Dzisiejszy wpis – nieco z przymrużeniem oka o ogólnym zagadnieniu szczęścia; gdzie go szukać, jak o nie zabiegać a być może – jak utrwalać poczucie szczęścia! Otóż 20 marca obchodzimy Dzień Szczęścia – stąd wyjątkowa okazja dla refleksji.
Każdy ma swój własny sposób na szczęście; każdy przeżywa i rozpatruje je inaczej; na ogół – mówi się o nim w kategorii najpiękniejszych chwil – lub ogólnej sumy trwałego uczucia spełnienia, realizacji i poczucia bezpieczeństwa. Szczęściem niektórzy nazywają ogólny stan równowagi we wszystkich aspektach życia!
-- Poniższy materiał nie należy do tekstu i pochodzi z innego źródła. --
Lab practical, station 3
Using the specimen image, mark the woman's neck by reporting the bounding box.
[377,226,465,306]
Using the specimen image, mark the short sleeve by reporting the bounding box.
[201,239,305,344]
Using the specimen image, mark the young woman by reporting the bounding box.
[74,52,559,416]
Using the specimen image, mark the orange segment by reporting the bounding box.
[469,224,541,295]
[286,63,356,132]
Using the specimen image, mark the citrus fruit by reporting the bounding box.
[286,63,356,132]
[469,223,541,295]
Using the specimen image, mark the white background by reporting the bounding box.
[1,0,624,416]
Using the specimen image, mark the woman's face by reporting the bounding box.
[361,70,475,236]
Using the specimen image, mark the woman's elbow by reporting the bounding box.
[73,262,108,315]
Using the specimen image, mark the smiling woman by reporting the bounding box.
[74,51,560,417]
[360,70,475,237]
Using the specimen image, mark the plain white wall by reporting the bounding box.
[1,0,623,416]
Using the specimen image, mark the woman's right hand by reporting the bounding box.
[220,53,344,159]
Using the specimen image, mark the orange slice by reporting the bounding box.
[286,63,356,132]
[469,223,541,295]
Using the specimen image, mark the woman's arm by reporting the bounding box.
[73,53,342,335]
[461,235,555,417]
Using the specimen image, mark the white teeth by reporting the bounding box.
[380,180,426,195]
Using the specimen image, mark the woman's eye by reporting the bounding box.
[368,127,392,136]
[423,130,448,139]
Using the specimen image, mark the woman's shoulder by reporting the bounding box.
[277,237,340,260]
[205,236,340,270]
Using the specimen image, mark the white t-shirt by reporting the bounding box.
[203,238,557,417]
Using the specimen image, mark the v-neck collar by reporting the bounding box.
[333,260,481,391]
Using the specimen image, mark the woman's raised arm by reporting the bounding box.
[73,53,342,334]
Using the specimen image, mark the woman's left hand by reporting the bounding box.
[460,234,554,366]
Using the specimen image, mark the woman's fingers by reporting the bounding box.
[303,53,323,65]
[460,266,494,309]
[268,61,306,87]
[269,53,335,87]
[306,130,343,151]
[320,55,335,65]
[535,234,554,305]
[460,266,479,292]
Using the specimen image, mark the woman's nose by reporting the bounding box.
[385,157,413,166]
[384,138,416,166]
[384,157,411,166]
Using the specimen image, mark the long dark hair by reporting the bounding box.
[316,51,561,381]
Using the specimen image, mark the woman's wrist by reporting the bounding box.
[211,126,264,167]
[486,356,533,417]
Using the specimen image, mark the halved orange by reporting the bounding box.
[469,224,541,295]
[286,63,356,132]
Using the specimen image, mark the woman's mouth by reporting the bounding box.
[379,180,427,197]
Już od najdawniejszych czasów próbujemy sobie odpowiadać na pytanie, czym jest owo szczęście – odpowiedzi poszukiwaliśmy w filozofii, religii, ale i nauce. Szczęścia szukamy na całym świecie – a nawet spoglądając w kosmos; szukamy go również w sobie, ale i innych! W każdej kulturze, każdej epoce historycznej definiowane szczęście przyjmowało podobny charakter – jednak wydawać by się mogło, że z kolejnymi tysiącleciami i rozwojem cywilizacji – jego pojęcie stawało się coraz to bardziej pokomplikowane – co nie powinno dziwić, zważywszy na potrzeby, jakimi kieruje się współczesny człowiek, ale i inną naturę życia tj. inne czasy – znacząco odległą względem naszych przodków żyjących setki/tysiące lat temu.